Later on, Atreus's son, Agamemnon, is forced by Artemis to sacrifice his daughter, Iphigenia. Though there's no cannibalism involved in Iphigenia's case, the theme is still pretty darn present. Some scholars believe that this theme of child sacrifice reflects the fact that it was once a part of super ancient Greek society. The horror in which these stories are told expresses the Greeks' or the Classical World's horror over the brutality of the past.
Atreus and Thyestes don't put in a personal appearance in the many plays about their famous descendants Agamemnon, Menelaus, Aegisthus, Orestes, Iphigenia, and Electra, the most famous of these probably being Aeschylus's Oresteia trilogy, Sophocles' Electra, and Euripides' Iphigenia at Aulis. All the tragic things that happen to their descendants, though, are sometimes blamed on them. This is especially true of the House of Atreus, whose lives are a regular blood bath, until Orestes finally cleanses the family of its curse. Sometimes this curse is seen as going even farther back than Atreus and Thyestes, however, as some blame Tantalus for first bringing the curse on the house.

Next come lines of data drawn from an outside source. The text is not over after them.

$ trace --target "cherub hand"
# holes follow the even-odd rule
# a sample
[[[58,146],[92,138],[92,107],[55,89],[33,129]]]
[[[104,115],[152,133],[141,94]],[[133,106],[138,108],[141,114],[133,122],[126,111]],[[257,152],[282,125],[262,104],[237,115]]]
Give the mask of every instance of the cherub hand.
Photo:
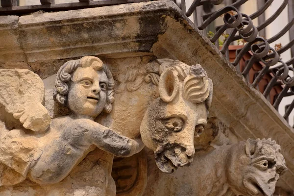
[[[24,128],[36,132],[45,131],[51,121],[48,111],[40,103],[31,104],[22,112],[13,114],[13,117],[19,119]]]

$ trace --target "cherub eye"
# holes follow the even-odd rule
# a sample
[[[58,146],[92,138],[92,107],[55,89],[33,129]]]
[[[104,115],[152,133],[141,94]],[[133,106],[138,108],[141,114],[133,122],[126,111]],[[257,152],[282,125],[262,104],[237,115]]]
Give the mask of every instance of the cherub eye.
[[[166,122],[165,126],[175,132],[179,132],[182,130],[184,125],[184,122],[179,118],[172,118]]]
[[[102,91],[106,90],[106,89],[107,88],[106,84],[102,82],[99,84],[99,85],[100,86],[100,88],[101,89],[101,90],[102,90]]]
[[[83,80],[80,82],[80,83],[85,86],[90,86],[92,85],[92,82],[89,80]]]

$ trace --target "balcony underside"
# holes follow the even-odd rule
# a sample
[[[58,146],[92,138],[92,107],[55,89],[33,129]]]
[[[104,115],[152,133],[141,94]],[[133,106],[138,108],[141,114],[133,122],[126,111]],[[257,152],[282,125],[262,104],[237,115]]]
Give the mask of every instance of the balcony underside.
[[[289,170],[280,183],[294,190],[293,129],[173,2],[0,16],[0,68],[29,69],[43,78],[85,55],[154,55],[201,64],[214,84],[212,115],[239,140],[276,141]]]

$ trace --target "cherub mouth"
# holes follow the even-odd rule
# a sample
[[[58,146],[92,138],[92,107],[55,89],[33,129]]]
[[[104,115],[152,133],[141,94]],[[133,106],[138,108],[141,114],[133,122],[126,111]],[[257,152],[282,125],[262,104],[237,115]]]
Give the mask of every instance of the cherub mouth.
[[[91,99],[97,100],[97,101],[99,101],[99,99],[97,98],[93,98],[92,97],[87,97],[87,98],[90,98]]]

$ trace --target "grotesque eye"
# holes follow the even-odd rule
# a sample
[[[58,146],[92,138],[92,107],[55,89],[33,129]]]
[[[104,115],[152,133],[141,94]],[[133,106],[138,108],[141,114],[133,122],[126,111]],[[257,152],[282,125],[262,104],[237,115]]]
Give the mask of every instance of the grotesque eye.
[[[167,121],[166,122],[166,127],[172,131],[178,132],[180,131],[184,125],[184,122],[179,118],[172,118]]]
[[[106,84],[105,84],[105,83],[100,83],[99,85],[100,86],[100,88],[101,89],[101,90],[102,90],[102,91],[105,91],[106,90]]]
[[[80,82],[80,83],[85,86],[91,86],[92,82],[89,80],[83,80]]]
[[[266,160],[263,160],[262,161],[254,163],[253,165],[260,170],[266,171],[268,169],[269,162]]]
[[[195,137],[196,138],[200,136],[204,130],[204,126],[202,124],[198,124],[195,127]]]

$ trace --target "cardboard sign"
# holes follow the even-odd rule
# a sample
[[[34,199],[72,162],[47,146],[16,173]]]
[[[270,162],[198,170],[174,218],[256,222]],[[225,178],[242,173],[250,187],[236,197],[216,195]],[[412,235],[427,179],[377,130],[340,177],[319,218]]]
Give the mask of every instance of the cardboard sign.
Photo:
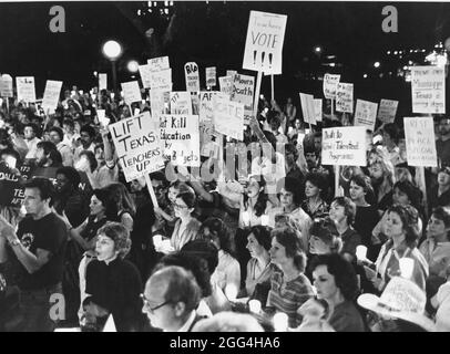
[[[243,69],[280,74],[287,15],[250,11]]]
[[[108,90],[108,74],[99,73],[99,91]]]
[[[377,118],[378,104],[369,101],[357,100],[355,110],[355,126],[366,126],[374,132]]]
[[[158,127],[149,112],[109,126],[126,181],[164,168]]]
[[[60,101],[60,93],[62,87],[62,81],[48,80],[45,83],[45,91],[43,93],[42,108],[57,110],[58,102]]]
[[[214,129],[237,140],[244,140],[244,105],[216,95]]]
[[[172,91],[172,69],[151,72],[150,86],[152,90]]]
[[[192,115],[192,97],[190,92],[171,92],[171,114]]]
[[[206,67],[206,86],[214,87],[216,84],[216,66]]]
[[[123,82],[121,85],[126,104],[142,101],[141,88],[139,87],[137,81]]]
[[[380,101],[380,107],[378,108],[377,118],[382,123],[393,123],[396,119],[397,107],[398,101],[382,98]]]
[[[3,74],[0,77],[0,96],[2,97],[13,97],[14,93],[12,90],[12,77],[11,75]]]
[[[174,165],[200,167],[198,116],[162,115],[160,127],[165,158]]]
[[[163,71],[170,69],[168,56],[152,58],[147,60],[151,72]]]
[[[324,96],[328,100],[336,98],[337,84],[340,80],[339,74],[325,74],[324,75]]]
[[[446,70],[411,66],[412,113],[446,113]]]
[[[314,111],[314,96],[300,92],[301,113],[305,123],[316,124],[316,114]]]
[[[198,66],[194,62],[184,64],[184,75],[186,77],[186,91],[200,92]]]
[[[336,90],[336,111],[354,113],[354,84],[338,82]]]
[[[344,126],[323,129],[321,164],[366,166],[366,127]]]
[[[438,167],[432,117],[405,117],[405,140],[409,166]]]
[[[144,88],[150,88],[152,87],[152,77],[151,77],[151,70],[150,70],[150,65],[139,65],[139,73],[141,75],[141,80],[142,80],[142,86]]]
[[[218,77],[218,85],[221,87],[221,92],[228,95],[228,97],[233,94],[233,76],[222,76]]]
[[[34,76],[16,77],[18,87],[18,100],[24,102],[35,102]]]

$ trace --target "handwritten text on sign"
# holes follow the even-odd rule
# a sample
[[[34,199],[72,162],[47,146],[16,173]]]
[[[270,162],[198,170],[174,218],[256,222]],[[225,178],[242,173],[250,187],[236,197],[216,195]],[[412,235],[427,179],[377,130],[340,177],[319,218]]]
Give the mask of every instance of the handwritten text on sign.
[[[198,116],[162,115],[160,127],[165,158],[173,165],[200,167]]]
[[[412,113],[446,113],[446,70],[411,67]]]
[[[282,74],[287,15],[250,11],[243,67]]]
[[[324,165],[366,166],[366,127],[323,129],[321,158]]]
[[[158,127],[149,112],[109,126],[126,181],[164,168]]]
[[[432,117],[403,118],[409,166],[437,167],[434,125]]]

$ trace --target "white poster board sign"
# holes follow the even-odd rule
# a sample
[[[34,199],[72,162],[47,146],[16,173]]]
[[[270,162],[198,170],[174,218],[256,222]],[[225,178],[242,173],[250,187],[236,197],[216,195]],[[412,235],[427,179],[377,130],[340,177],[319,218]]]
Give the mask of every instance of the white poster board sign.
[[[126,181],[164,168],[160,121],[149,112],[109,126]]]
[[[446,113],[446,70],[411,66],[412,113]]]
[[[243,69],[280,74],[287,15],[250,11]]]
[[[165,157],[174,165],[200,167],[197,115],[162,115],[161,139]]]
[[[405,117],[405,140],[409,166],[438,167],[432,117]]]
[[[366,166],[366,127],[342,126],[323,129],[321,164]]]
[[[377,119],[378,103],[357,100],[355,110],[355,126],[366,126],[374,132]]]

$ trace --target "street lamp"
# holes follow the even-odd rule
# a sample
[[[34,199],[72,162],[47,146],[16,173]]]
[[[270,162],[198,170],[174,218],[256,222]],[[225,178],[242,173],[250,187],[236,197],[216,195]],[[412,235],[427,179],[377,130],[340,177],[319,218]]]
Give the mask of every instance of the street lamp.
[[[103,54],[106,59],[111,62],[112,65],[112,74],[113,74],[113,88],[114,91],[117,88],[117,73],[115,71],[115,61],[122,54],[122,46],[116,41],[108,41],[103,44],[102,48]]]

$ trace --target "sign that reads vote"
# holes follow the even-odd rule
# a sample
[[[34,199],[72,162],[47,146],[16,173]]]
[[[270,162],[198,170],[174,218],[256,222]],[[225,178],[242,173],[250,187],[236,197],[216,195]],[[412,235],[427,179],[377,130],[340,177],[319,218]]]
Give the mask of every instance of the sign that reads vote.
[[[287,15],[250,11],[243,69],[280,74]]]
[[[325,128],[321,133],[323,165],[366,166],[366,127]]]
[[[58,102],[60,101],[60,93],[62,87],[62,81],[48,80],[45,83],[45,91],[43,93],[42,108],[57,110]]]
[[[198,116],[162,115],[160,127],[165,158],[174,165],[200,167]]]
[[[336,90],[336,111],[354,113],[354,84],[338,82]]]
[[[19,101],[35,102],[34,76],[18,76],[16,85]]]
[[[432,117],[405,117],[405,140],[409,166],[437,167]]]
[[[378,108],[378,119],[382,123],[393,123],[396,119],[397,107],[398,101],[382,98],[380,101],[380,107]]]
[[[446,113],[446,70],[411,66],[412,113]]]
[[[234,139],[244,140],[244,105],[216,95],[214,129]]]
[[[194,62],[184,65],[184,75],[186,77],[186,91],[200,92],[198,66]]]
[[[142,102],[141,88],[137,81],[123,82],[121,85],[126,104]]]
[[[126,181],[164,168],[158,128],[149,112],[109,126]]]
[[[339,83],[340,75],[325,74],[324,75],[324,96],[328,100],[336,98],[337,84]]]
[[[374,132],[377,119],[378,103],[357,100],[355,110],[355,126],[366,126]]]

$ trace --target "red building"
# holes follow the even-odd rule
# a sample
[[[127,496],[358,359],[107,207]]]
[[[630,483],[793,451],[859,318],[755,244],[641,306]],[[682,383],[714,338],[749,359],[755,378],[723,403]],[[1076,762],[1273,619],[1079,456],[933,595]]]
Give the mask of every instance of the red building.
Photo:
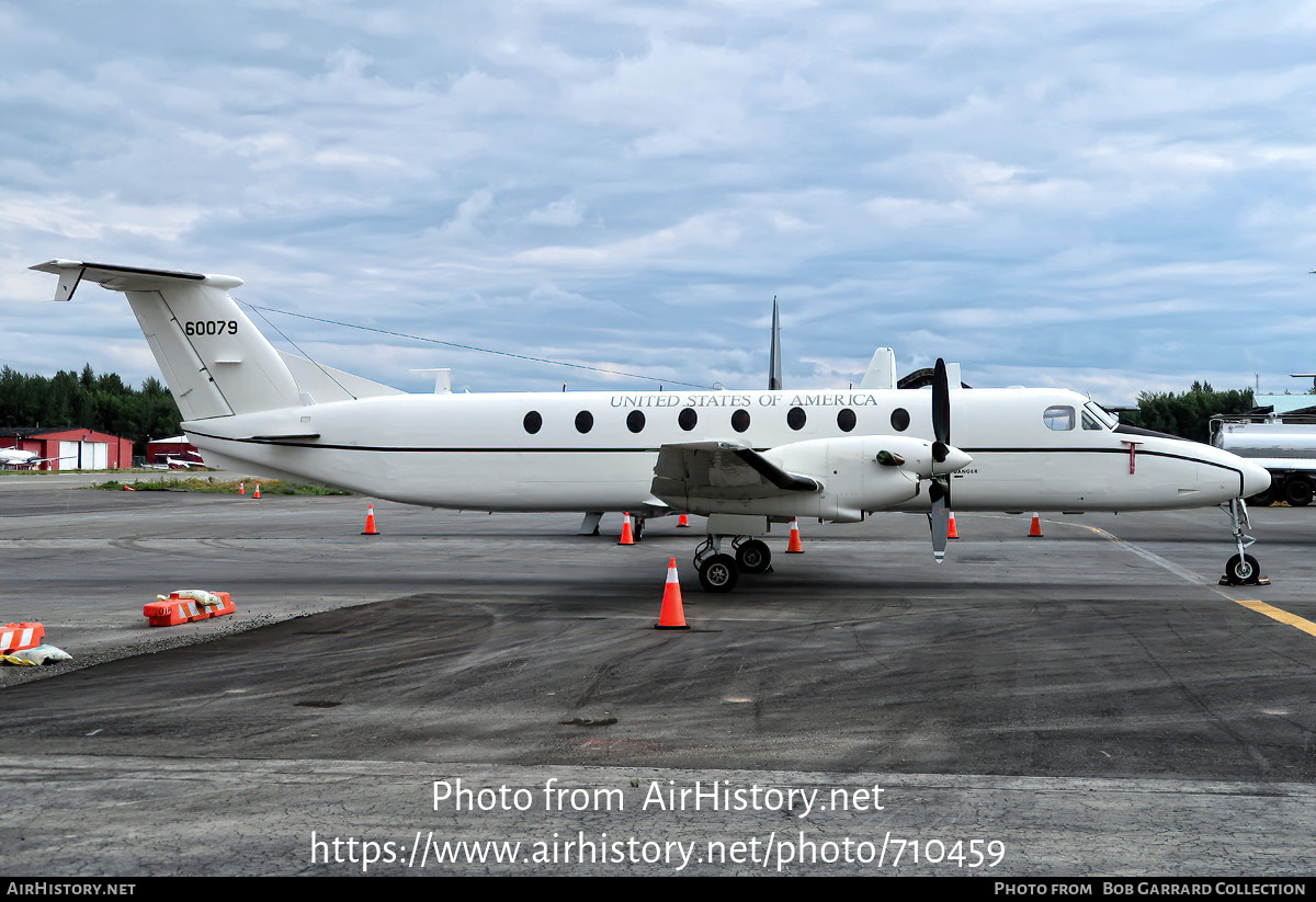
[[[0,429],[0,448],[33,451],[39,469],[126,469],[133,465],[130,439],[91,429]]]

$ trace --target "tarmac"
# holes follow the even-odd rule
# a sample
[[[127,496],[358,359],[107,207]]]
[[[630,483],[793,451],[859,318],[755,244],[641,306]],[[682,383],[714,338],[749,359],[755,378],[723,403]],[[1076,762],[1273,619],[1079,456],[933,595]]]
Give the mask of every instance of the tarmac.
[[[0,621],[74,655],[0,668],[7,873],[1316,870],[1316,511],[1254,511],[1269,586],[1216,509],[961,513],[709,596],[699,518],[367,501],[0,479]]]

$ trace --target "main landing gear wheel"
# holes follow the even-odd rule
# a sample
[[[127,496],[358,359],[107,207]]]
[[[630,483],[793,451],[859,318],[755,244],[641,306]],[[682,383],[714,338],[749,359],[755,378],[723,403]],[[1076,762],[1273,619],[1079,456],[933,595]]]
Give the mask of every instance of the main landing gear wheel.
[[[742,573],[766,573],[772,564],[772,550],[766,542],[750,539],[736,548],[736,565]]]
[[[740,569],[730,555],[708,555],[699,563],[699,584],[704,592],[730,592],[738,579]]]
[[[1229,585],[1257,585],[1261,564],[1252,555],[1234,555],[1225,563],[1225,579]]]

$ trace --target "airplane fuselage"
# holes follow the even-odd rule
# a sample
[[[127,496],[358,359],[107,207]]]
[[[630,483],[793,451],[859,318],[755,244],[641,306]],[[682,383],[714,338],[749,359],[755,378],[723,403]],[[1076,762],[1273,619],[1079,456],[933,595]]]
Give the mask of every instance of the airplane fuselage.
[[[951,437],[973,456],[951,476],[955,510],[1196,508],[1269,481],[1211,446],[1113,431],[1075,392],[953,394]],[[658,450],[669,443],[725,440],[771,456],[811,439],[870,437],[867,455],[882,450],[882,437],[933,435],[930,392],[870,389],[400,394],[183,427],[209,465],[500,511],[661,508],[651,484]],[[871,460],[845,463],[853,469]],[[836,463],[811,473],[824,496],[850,490]],[[928,494],[883,509],[926,510]]]

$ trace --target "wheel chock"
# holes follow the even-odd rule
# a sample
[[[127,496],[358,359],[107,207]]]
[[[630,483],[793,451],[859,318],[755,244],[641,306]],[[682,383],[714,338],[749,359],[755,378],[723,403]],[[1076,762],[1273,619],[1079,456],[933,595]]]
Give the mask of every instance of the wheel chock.
[[[224,617],[237,610],[228,592],[211,593],[220,600],[217,605],[203,605],[196,598],[182,597],[178,592],[171,592],[168,598],[153,601],[142,607],[142,614],[151,626],[179,626],[207,621],[212,617]]]
[[[46,635],[46,627],[41,623],[5,623],[0,627],[0,655],[36,648],[41,644],[43,635]]]

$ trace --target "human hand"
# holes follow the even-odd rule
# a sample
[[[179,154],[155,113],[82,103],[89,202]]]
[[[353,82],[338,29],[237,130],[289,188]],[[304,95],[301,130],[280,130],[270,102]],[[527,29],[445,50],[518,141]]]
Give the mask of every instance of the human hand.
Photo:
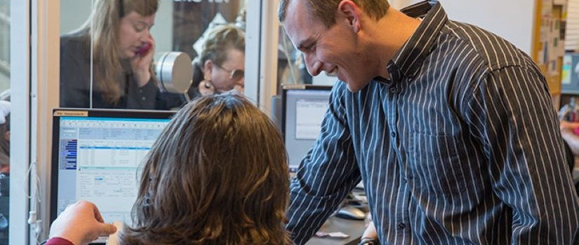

One of the more complete versions of the bloody tale of Atreus and Thyestes is told by Hyginius in Fabulae. The only play version we have still around is Thyestes by the Roman playwright Seneca the Younger. There's also a modern version of this play by big-time British playwright, Caryl Churchill. The story of these two bloody brothers might be most famous for inspiring Shakespeare's horrific tragedy, Titus Andronicus, which gives Seneca's Thyestes a run for its money in the realm of brutal revenge.